Rotate Array in Swift

Question

While exploring algorithms in Swift, couldn't find algorithm for array rotation in swift without using funcs shiftLeft / shiftRight.

C has this graceful algo with time complexity of O(N):

/* Function to left rotate arr[] of size n by d */
void leftRotate(int arr[], int d, int n)
{
    rvereseArray(arr, 0, d-1);
    rvereseArray(arr, d, n-1);
    rvereseArray(arr, 0, n-1);
}

/*Function to reverse arr[] from index start to end*/
void rvereseArray(int arr[], int start, int end)
{
    int temp;
    while (start < end)
    {
        temp = arr[start];
        arr[start] = arr[end];
        arr[end] = temp;
        start++;
        end--;
    }
}

I'm struggling with converting this into swift:

func rotate(array:[Int], positions:Int, arSize:Int) {

    var a = array
    var p = positions
    var s = arSize

    reverseArray(array: a, start: 0, end: p-1)
    reverseArray(array: a, start: p, end: s-1)
    reverseArray(array: a, start: 0, end: s-1)
}

func reverseArray(array: [Int], start:Int, end:Int) {

    var a = array
    var s = start
    var e = end
    var temp = 0
    while s < e {
        temp = a[s]
        a[s] = a[e]
        a[e] = temp
        s += 1
        e -= 1
    }
} 

As I understand, for swift, we need to specify return types. How they should be configured without increasing space(memory) complexity? (aka, without creating new temporary arrays)

---

This question is different from others, because its about how returns work in swift compare to C.

Answer 1

We can use Slice

func rotLeft(a: [Int], d: Int) -> [Int] {
    let slice1 = a[..<d]
    let slice2 = a[d...]
    return Array(slice2) + Array(slice1)
}

print(rotLeft(a:[1, 2, 3, 4, 5], d: 4))

//prints [5, 1, 2, 3, 4]

Answer 2

Why create a reverse function when we already have it in the Swift standard library? My solution (derived from Leo Dabus'):

extension Array {
    mutating func rotate(positions: Int, size: Int? = nil) {
        let size = size ?? count
        guard positions < count && size <= count else { return }

        self[0..<positions].reverse()
        self[positions..<size].reverse()
        self[0..<size].reverse()
    }
}

Answer 3

To be complete, the rotation function should support negative (right) rotations and rotating more than the array's size

extension Array 
{
    mutating func rotateLeft(by rotations:Int) 
    { 
       // rotation irrelevant when less than 2 elements
       if count < 2 { return }  

       // effective left rotation for negative and > count
       let rotations = (rotations%count + count) % count 

       // no use rotating by zero
       if rotations == 0 { return } 

       // rotate
       (1..<count).reduce(0)
       { let i = ($0.0+rotations)%count; swap(&self[$0.0],&self[i]); return i }
    }

    mutating func reverse()
    {
       (0..<count/2).forEach{ swap(&self[$0],&self[count-$0-1]) }
    }
}

Answer 4

// a is the array to be left rotated // d is the number of unit for left rotation

func rotLeft(a: [Int], d: Int) -> [Int] {
    var a = a
    for index in 0...(d - 1) {
       a.append(a[0])
       a.remove(at: 0)
     }
    return a
 }

// calling Function

rotLeft(a: [1,2,3,4,5], d: 4)

// OutPut [5, 1, 2, 3, 4]

Answer 5

This solution rotates the element of time complexity O(n)
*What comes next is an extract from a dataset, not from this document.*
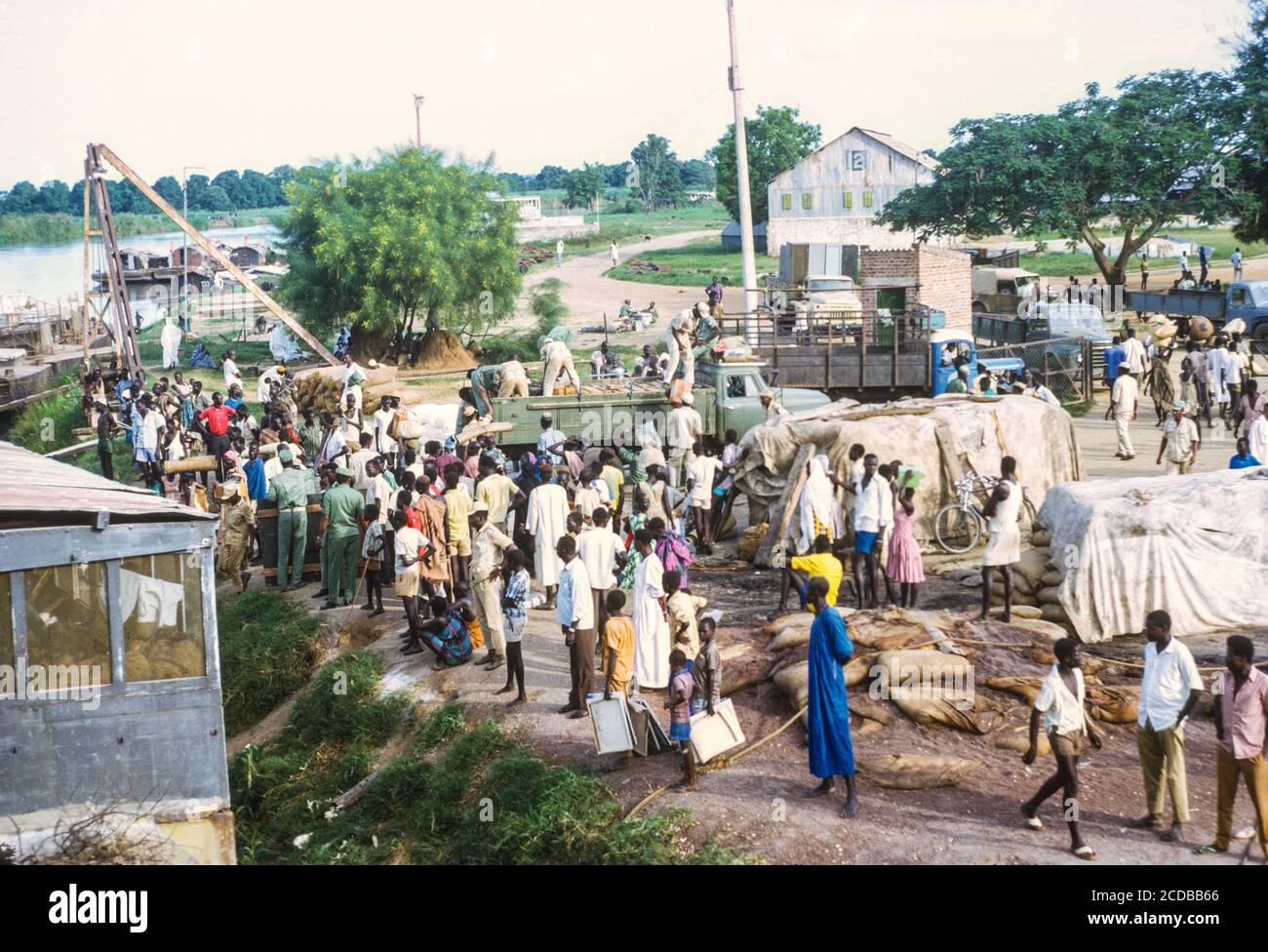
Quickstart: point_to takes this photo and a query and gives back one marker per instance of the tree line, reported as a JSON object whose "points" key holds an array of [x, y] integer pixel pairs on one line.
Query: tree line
{"points": [[227, 191]]}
func rotLeft(a: [Int], d: Int) -> [Int] {
   var arr = a
   var size = arr.count - 1
   for i in 0...size  {
     let newloc = (i + (arr.count - d)) % arr.count
     arr[newloc] = a[i]
   }
   return arr
}

you shouldn't use .append(x) as in the worst case it can be O(n) and you shouldn't use .remove(at: x) as its O(n) when you can avoid using those methods As when using them you basically get n + n + n which isn't that great

Answer 6

If anybody lands here after watching the Embracing Algorithms WWDC18 session by David Abrahams, here is one of the implementations of rotate from the swift/test/Prototypes/Algorithms.swift file.
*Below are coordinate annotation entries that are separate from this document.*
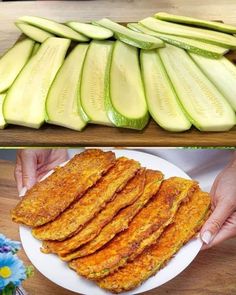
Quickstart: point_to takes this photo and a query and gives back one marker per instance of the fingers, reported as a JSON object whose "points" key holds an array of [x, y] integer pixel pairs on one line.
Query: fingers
{"points": [[227, 231], [18, 173], [29, 168], [213, 225]]}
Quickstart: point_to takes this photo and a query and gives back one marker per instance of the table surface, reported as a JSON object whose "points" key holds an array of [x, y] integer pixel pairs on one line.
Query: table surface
{"points": [[211, 273], [123, 11]]}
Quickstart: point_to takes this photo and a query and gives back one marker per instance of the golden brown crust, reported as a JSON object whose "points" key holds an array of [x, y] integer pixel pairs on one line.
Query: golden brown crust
{"points": [[123, 218], [154, 217], [187, 221], [74, 218], [48, 198], [127, 196]]}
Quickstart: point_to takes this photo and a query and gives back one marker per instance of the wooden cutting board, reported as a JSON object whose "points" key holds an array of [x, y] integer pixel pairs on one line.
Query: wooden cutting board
{"points": [[124, 11]]}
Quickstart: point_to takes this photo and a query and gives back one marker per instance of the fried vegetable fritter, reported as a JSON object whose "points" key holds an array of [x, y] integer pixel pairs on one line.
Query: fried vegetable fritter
{"points": [[48, 198], [127, 196], [74, 218], [187, 221], [158, 213], [122, 219]]}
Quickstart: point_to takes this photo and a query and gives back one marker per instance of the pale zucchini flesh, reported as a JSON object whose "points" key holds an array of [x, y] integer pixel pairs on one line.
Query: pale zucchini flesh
{"points": [[191, 45], [130, 37], [162, 100], [12, 62], [222, 73], [218, 26], [25, 100], [125, 100], [204, 35], [91, 31], [93, 84], [33, 33], [2, 120], [53, 27], [63, 104], [35, 49], [206, 107]]}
extension MutableCollection where Self: BidirectionalCollection {
    /// Rotates the elements of the collection so that the element
    /// at `middle` ends up first.
    ///
    /// - Returns: The new index of the element that was first
    ///   pre-rotation.
    /// **- Complexity: O(*n*)**
    @discardableResult
    public mutating func rotate(shiftingToStart middle: Index) -> Index {
        self[..<middle].reverse()
        self[middle...].reverse()
        let (p, q) = _reverseUntil(middle)
        self[p..<q].reverse()
        return middle == p ? q : p
        }
    }

This algorithms depends on reverseUntil(:) defined in the same file

extension MutableCollection where Self: BidirectionalCollection {

/// Reverses the elements of the collection, moving from each end until
/// `limit` is reached from either direction. The returned indices are the
/// start and end of the range of unreversed elements.
///
///     Input:
///     [a b c d e f g h i j k l m n o p]
///             ^
///           limit
///     Output:
///     [p o n m e f g h i j k l d c b a]
///             ^               ^
///             f               l
///
/// - Postcondition: For returned indices `(f, l)`:
///   `f == limit || l == limit`
@inline(__always)
@discardableResult
internal mutating func _reverseUntil(_ limit: Index) -> (Index, Index) {
    var f = startIndex
    var l = endIndex
    while f != limit && l != limit {
        formIndex(before: &l)
        swapAt(f, l)
        formIndex(after: &f)
    }
    return (f, l)
}
}
    

Answer 7

You need to consider the scenario such as-

The number of rotation can be equal/more than the size of array you need to rotate.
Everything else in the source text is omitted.